Edy menjelaskan dalam pengajuan pra peradilan ganti rugi tersebut yang digugat adalah penegak hukum yang terlibat melakukan penahanan selama 150 hari kepada ketiga petani di Kabupaten Soppeng.

Mereka adalah Menteri Lingkungan Hidup dan Kehutanan yang menahan, Kepala Kejaksaan Negeri Soppeng yang memperpanjang masa penahanan. Dan Menteri Keuangan RI.

"Menteri Keuangan kita gugat juga karena berdasarkan peraturan Menteri Keuangan, yang bisa menyalurkan kompensi atau ganti rugi kalau negara digugat itu adalah Menteri Keuangan selaku bendahara negara," jelas Edy.

Edy mengungkapkan kasus ini bermula saat ketiga petani tersebut ditangkap oleh polisi kehutanan pada 22 Oktober 2017. Dimana, ketiga petani itu diduga telah merambah kehutanan dan melanggar Undang-Undang Nomor 18 tahun 2013 tentang Pencegahan dan Pemberantasan Perusakan Hutan (UU P3H) saat tinggal di kawasan hutan Laposo Niniconang, Kabupaten Soppeng, Sulawesi Selatan.

"Mereka ditahan dengan tuduhan merambah hutan. Dengan berkebun dan menebang pohon yang melanggar Undang-Undang 18 tahun 2019 tentang pencegahan pemberantasan kerusakan hutan," ungkap Edy.

Hingga akhirnya Pengadilan Negeri Watansoppeng menjatuhkan putusan bebas dari segala tuntutan penuntut umum pada Rabu (21/3/2018). Majelis Hakim berpendapat bahwa dakwaan jaksa penuntut umum keliru menerapkan UU P3H.

Sebab, subjek hukum yang ditujukan dalam UU P3H adalah setiap orang yang menebang pohon dan berkebun secara terorganisasi untuk kepentingan komersil. Bukan untuk petani yang tinggal dalam klaim kawasan secara turun-temurun dan berkebun hanya semata-mata untuk memenuhi kebutuhan hidup dasar.

Selain itu, putusan bebas ini pun telah diperkuat oleh Mahkamah Agung pada tingkat kasasi dan telah berkekuatan hukum tetap (inkracht) pada Desember 2020.

"Pengadilan Negeri Watansoppeng mengatakan mereka ini tidak boleh dihukum dengan undang-undang itu karena undang-undang tersebut diperuntukkan bagi korporasi atau orang perorang yang perbuatannya teroragnisasi atau ada kerjasama.
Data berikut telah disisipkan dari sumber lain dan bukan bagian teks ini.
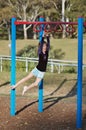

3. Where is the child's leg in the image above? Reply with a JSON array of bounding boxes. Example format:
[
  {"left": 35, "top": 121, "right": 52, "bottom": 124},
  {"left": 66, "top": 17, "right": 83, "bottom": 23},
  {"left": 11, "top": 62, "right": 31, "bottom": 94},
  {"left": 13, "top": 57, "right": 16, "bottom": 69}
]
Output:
[
  {"left": 12, "top": 72, "right": 34, "bottom": 89},
  {"left": 22, "top": 78, "right": 41, "bottom": 95}
]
Dan itu kayunya untuk dijual illegal loging. Sementara tiga petani ini, mereka berkebun untuk semata-mata memenuhi kebutuhan dasar tidak komersil. Sehingga dinyatakan bebas dan tidak boleh dihukum," urai Edy.

Setelah dinyatakan bebas, ketiga petani tersebut mengajukan permohonan pra peradilan. Untuk mendapatkan ganti rugi atas masa tahanan yang telah dijalaninya selama 150 hari.

Sidang perdana pra peradilan ganti rugi yang diajukan ke Pengadilan Negeri Watansoppeng itu mulanya dijadwalkan pada Jumat (5/2/2021). Hanya saja, pada waktu itu pihak Menteri Lingkungan Hidup dan Kehutanan dan Menteri Keuangan tidak hadir dalam sidang.

Sehingga, sidang baru dapat dilaksanakan di Pengadilan Negeri Watansoppeng, Jumat (19/2/2021) tadi, yang dihadiri oleh semua pihak. Baik dari pihak pemohon maupun termohon.

Upaya pra peradilan ganti rugi ini diajukan berdasarkan ketentuan Pasal 95 Ayat (1) KUHP Kitab Undang-Undang Hukum Acara Pidana yang menyatakan bahwa tersangka, terdakwa atau terpidana berhak untuk menuntut ganti kerugian karena ditangkap, ditahan, dituntut, diadili atau dikenakan tindakan lain, tanpa alasan yang berdasarkan undang-undang atau karena kekeliruan mengenai orangnya atau hukum yang diterapkan.

"Dasarnya itu di pasal 95 ayat 1 KUHP yang mengatakan kalau terpidana atau terdakwa bebas, artinya jaksa salah hukum atau salah orang. Maka dia berhak untuk mendapatkan ganti rugi. Apalagi sudah ada putusan Mahkamah Agung menyatakan bebas, maka sudah inkracht. Sudah berkekuatan tetap artinya mereka tidak bersalah dalam perbuatan penangkapan dan penahanan itu. Sehingga itu yang kita tuntut," katanya.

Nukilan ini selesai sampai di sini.